The interesting thing is that the fastest moving thing slows down the quickest, but that's just because it approaches the horizon the quickest.


OK I can't resist leaving a "me too" answer.

The only equation I know is the vis-viva

$$v^2(r) = GM_E\left(\frac{2}{r}-\frac{1}{a}\right)$$

where the Standard Gravitational Parameter $GM_E$ or $\mu$ for Earth is about 3.986E+14 m^3/s^2 (one of the few numbers I know) and $a$ is the semi-major axis.

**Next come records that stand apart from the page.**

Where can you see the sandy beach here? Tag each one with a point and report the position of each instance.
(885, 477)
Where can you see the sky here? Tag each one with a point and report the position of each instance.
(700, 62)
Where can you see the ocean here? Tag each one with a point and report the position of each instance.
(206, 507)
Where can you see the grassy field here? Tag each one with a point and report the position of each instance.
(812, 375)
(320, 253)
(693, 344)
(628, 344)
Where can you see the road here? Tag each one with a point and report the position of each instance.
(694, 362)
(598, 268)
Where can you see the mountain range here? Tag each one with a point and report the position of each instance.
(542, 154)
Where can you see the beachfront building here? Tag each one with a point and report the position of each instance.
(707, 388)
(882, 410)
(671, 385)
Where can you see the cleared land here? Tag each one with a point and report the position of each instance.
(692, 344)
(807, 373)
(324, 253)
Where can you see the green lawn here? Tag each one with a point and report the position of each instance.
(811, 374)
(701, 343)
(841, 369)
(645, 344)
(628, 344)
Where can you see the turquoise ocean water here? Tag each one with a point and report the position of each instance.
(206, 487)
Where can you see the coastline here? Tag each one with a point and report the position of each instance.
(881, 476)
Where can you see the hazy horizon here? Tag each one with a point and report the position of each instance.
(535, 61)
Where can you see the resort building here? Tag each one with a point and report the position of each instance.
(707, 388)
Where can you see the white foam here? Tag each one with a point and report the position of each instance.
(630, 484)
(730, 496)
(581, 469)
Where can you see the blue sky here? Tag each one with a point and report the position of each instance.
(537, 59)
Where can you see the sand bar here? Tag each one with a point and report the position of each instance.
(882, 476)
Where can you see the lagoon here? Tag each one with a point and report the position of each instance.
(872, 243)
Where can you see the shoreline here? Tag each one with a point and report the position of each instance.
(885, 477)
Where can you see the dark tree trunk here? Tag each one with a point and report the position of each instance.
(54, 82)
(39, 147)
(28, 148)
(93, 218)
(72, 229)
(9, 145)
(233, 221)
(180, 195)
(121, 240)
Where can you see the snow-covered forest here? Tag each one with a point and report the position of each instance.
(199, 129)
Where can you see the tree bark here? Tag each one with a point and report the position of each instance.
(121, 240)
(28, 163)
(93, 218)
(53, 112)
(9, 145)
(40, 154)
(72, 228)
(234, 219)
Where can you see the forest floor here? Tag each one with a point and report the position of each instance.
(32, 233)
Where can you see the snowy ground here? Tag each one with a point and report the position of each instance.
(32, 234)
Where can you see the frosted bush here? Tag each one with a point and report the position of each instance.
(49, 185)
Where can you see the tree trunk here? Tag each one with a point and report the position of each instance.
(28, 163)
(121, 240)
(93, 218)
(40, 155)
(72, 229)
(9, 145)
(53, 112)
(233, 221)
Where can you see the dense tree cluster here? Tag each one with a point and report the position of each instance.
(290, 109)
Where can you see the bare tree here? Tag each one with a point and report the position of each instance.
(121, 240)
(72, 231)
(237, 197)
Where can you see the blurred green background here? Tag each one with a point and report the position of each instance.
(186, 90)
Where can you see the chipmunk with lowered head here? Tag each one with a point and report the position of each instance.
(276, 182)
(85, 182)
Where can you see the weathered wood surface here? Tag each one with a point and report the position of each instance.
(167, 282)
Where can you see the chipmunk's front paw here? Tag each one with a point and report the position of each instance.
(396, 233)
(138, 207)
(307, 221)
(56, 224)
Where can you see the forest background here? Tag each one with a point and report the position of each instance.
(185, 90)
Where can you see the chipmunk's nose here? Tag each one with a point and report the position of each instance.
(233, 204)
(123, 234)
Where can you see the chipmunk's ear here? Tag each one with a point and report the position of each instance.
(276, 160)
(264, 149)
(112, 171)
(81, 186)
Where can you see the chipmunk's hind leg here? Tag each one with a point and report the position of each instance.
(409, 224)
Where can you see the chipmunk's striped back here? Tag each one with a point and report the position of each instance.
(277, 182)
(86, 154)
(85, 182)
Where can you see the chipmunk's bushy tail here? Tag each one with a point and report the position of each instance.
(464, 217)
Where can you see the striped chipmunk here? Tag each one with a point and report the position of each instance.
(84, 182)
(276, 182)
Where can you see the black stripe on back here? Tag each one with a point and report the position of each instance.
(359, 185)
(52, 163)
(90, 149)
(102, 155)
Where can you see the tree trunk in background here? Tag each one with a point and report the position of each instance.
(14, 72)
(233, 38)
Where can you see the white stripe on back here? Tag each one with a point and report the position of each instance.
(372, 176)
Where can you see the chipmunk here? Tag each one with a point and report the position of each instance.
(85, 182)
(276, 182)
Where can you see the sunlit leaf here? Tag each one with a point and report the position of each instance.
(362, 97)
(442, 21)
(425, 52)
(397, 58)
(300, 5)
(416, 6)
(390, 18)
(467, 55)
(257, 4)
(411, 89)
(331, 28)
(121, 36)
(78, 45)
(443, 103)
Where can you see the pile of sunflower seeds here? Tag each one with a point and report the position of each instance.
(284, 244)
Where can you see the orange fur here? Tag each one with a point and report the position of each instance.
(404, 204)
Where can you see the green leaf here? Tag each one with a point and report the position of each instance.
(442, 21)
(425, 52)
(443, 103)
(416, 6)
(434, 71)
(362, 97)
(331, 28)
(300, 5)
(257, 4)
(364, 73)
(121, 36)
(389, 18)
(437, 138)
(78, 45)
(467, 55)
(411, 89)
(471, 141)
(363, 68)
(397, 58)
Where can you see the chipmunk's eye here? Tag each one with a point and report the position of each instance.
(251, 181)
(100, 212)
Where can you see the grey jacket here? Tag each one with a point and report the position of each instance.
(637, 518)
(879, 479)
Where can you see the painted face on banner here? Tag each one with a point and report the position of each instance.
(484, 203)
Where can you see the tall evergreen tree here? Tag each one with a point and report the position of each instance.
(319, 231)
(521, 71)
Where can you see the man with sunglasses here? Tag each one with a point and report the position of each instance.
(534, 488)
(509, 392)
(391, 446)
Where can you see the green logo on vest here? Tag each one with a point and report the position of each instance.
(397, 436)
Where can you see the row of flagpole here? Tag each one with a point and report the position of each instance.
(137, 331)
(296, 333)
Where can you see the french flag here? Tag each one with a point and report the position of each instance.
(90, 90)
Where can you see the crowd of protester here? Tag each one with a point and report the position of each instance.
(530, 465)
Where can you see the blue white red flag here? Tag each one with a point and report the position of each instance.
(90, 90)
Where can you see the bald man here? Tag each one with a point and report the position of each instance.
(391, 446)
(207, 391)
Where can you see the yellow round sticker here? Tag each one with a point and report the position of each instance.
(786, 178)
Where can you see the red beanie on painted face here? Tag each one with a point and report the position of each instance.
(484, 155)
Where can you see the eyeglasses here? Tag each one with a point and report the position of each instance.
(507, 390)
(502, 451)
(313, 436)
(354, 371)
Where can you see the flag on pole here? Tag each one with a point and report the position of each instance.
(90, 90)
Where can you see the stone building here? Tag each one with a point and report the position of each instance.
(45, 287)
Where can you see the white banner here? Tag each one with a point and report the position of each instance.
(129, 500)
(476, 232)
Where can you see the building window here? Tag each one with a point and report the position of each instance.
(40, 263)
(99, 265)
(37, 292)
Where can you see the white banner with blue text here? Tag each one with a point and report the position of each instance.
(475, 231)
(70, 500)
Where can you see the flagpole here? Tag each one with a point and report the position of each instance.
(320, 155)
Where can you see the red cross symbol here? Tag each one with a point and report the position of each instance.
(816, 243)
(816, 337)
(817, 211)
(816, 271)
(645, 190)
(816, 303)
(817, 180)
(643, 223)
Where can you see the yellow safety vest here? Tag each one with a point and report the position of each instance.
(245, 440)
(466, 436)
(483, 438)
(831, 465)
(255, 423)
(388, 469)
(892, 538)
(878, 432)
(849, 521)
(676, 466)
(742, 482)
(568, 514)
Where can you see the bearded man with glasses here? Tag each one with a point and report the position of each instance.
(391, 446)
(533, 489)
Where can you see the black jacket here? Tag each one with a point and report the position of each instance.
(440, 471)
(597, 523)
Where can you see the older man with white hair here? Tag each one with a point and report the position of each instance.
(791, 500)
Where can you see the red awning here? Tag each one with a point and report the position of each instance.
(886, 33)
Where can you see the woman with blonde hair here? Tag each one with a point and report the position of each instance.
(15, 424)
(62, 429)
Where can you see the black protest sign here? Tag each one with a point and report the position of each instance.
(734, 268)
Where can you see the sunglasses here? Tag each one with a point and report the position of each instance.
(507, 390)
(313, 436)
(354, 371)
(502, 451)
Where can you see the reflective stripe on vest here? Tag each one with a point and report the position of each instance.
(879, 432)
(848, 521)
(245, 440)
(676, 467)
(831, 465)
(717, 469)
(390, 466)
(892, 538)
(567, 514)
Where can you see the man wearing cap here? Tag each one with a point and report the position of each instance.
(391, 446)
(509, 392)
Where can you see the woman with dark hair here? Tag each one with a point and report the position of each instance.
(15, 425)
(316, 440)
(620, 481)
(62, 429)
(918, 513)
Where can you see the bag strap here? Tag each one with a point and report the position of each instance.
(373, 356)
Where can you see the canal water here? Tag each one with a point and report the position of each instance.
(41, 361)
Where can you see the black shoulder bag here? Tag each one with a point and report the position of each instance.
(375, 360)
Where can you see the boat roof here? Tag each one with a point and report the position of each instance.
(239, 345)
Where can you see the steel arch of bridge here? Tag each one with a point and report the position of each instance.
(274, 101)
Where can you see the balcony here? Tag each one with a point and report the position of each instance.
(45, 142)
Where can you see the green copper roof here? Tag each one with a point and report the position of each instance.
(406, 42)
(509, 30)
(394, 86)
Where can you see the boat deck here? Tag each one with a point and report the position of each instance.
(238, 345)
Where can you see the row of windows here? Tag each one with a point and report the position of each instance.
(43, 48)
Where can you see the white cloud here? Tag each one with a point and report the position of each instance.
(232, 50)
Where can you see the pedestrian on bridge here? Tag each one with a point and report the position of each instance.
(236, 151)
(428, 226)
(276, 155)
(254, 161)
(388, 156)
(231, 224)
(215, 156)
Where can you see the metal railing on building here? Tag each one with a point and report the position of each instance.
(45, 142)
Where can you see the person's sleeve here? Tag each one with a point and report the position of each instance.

For a circular orbit $r=a$ and it becomes just:

$$v^2 = GM_E\ / a,$$

and the velocity is just the circumference divided by the period $T$:

$$v = 2 \pi a / T.$$

Square it and set it equal to the previous, and you get:

$$T = 2 \pi \sqrt{a^3 / GM_E},$$

and if you define the rotation angular rate as $\omega = 2 \pi / T$, that becomes

$$ \omega = \sqrt{GM_E/a^3}$$

If I sit on the Earth at $\mathbf{r_{me}} = R \mathbf{\hat{x}}$ and watch a satellite at an altitude $h$ such that it's orbital radius is $R+h$, it's position will be

$$\mathbf{r_{sat}} = (R+h) \left( \mathbf{\hat{x}} \cos(\omega t) + \mathbf{\hat{y}} \sin(\omega t) \right)$$

and the angle between the satellite and the zenith assuming it passes through the zenith will just be

$$\theta = \arctan\left( \frac{y_{me}-y_{sat}}{x_{me}-x_{sat}} \right).$$

I'll switch to Python, most if it is just making the plots:

satellite movement in the sky plot

import numpy as np
import matplotlib.pyplot as plt

halfpi, pi, twopi = [f*np.pi for f in (0.5, 1, 2)]
degs, rads = 180/pi, pi/180

GMe   = 3.986E+14  # m^3/s^2
R     = 6378. * 1000.   # approx radius of Earth in meters

altitudes  = 1000. * np.arange(300, 1001, 100)  # meters

t  = np.arange(600.)  # 0 to 10 minutes, in seconds

thetas = []
for h in altitudes:

    a = R + h
    omega = np.sqrt(GMe/a**3)
    r_sat = (R + h) * np.array([np.cos(omega*t), np.sin(omega*t)])
    r_me  = R * np.array([1, 0])[:, None] * np.ones_like(t)
    theta = np.arctan2(r_sat[1]-r_me[1], r_sat[0]-r_me[0])
    theta[theta > halfpi] = np.nan
    thetas.append(theta)

if True:
    fs = 16
    plt.figure()

    plt.subplot(3, 1, 1)
    for theta in thetas:
        plt.plot(t/60., degs*theta)

    plt.xlabel('minutes', fontsize=fs)
    plt.ylabel('degs from zenith', fontsize=fs)
    plt.text(0.3, 70, '300km')
    plt.text(5.2, 70, '1000km')

    plt.subplot(3, 1, 2)
    for theta in thetas:
        plt.plot(t[1:]/60., degs*(theta[1:] - theta[:-1]))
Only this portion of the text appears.